Temple Elephant In Sri Lanka To Be Airlifted Back To Thailand After Allegations Of Neglect

Thai royal family gave the elephant as a gift in 2001 to Sri Lanka’s government, which in turn gifted it to the temple

Himalaya Times
Read Time = 2 mins

Veterinarians are preparing to airlift an Asian elephant from Sri Lanka back to its home country of Thailand this weekend after it spent more than two decades at a Buddhist temple where activists alleged it was abused.

The Thai royal family gave the elephant as a gift in 2001 to Sri Lanka’s government, which in turn gifted it to the temple where it was named Muthu Raja and given honored roles in religious processions.

However, the activist group Rally for Animal Rights and Environment, or RARE, raised allegations it was being mistreated, including that it had a stiff leg from a long-neglected injury. It lobbied last year for the intervention of Thai officials, who asked Kande Viharaya temple officials to allow the animal’s return to Thailand for medical treatment.

“This is not the end, but the beginning of a new life for Muthu Raja,” RARE group founder Panchali Panapitiya said.

The temple agreed to transfer the elephant last November to Sri Lanka’s National Zoological Garden, where it has been receiving treatment and preparation for the airlift to Thailand planned for Sunday.

Madusha Perera, a veterinary surgeon at the zoo, said two big abscesses the elephant was suffering from when it arrived have mostly healed. However, the zoo has not been able to fully treat the animal’s leg because of a lack of facilities, she said.

“Once he gets back to Thailand the experts there will attend to the conditions so that one day we will be able to see him walk the normal way,” Perera said.

Visit Arsaithamkul, a visiting Thai veterinarian, said the treatment in Thailand could include hydrotherapy, laser treatment and acupuncture.

At the zoo, Muthu Raja’s morning routine has included veterinarian check-ups, bathing in a small pond and practice getting into the container that will carry him on the nearly six-hour flight to Chiang Mai, Thailand.

The container is cushioned and has windows for feeding — which will include bananas, pumpkin and sugar cane. Zoo officials have hoisted the 9-foot-tall, 4-ton creature in trial lifts to test the container’s strength.
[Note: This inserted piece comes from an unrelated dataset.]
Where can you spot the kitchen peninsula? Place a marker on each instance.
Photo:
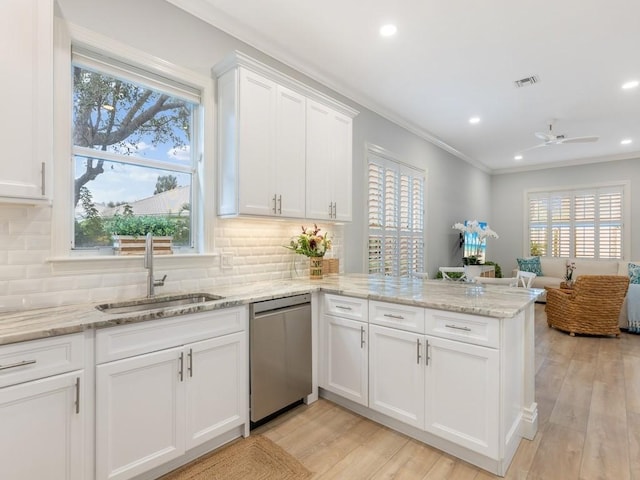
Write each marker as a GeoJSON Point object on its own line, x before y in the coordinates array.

Muthu Raja will be sedated if needed, and two vets will monitor him during the journey. Three Thai and one Sri Lanka elephant tenders also will be on the plane.

Panapitiya said her group had unsuccessfully sought to raise the issue of Muthu Raja’s neglect with the Sri Lanka government for months before turning to the Thai government, and said the failure of Sri Lankan wildlife officials to act had brought “disrepute” to the country.

Prime Minister Dinesh Gunawardena told Parliament earlier this month that he expressed his regret to the Thai prime minister over the treatment of the elephant during trip to Thailand in May.

Panapitiya said her group also is pushing for the release of another elephant at the Kande Viharaya temple.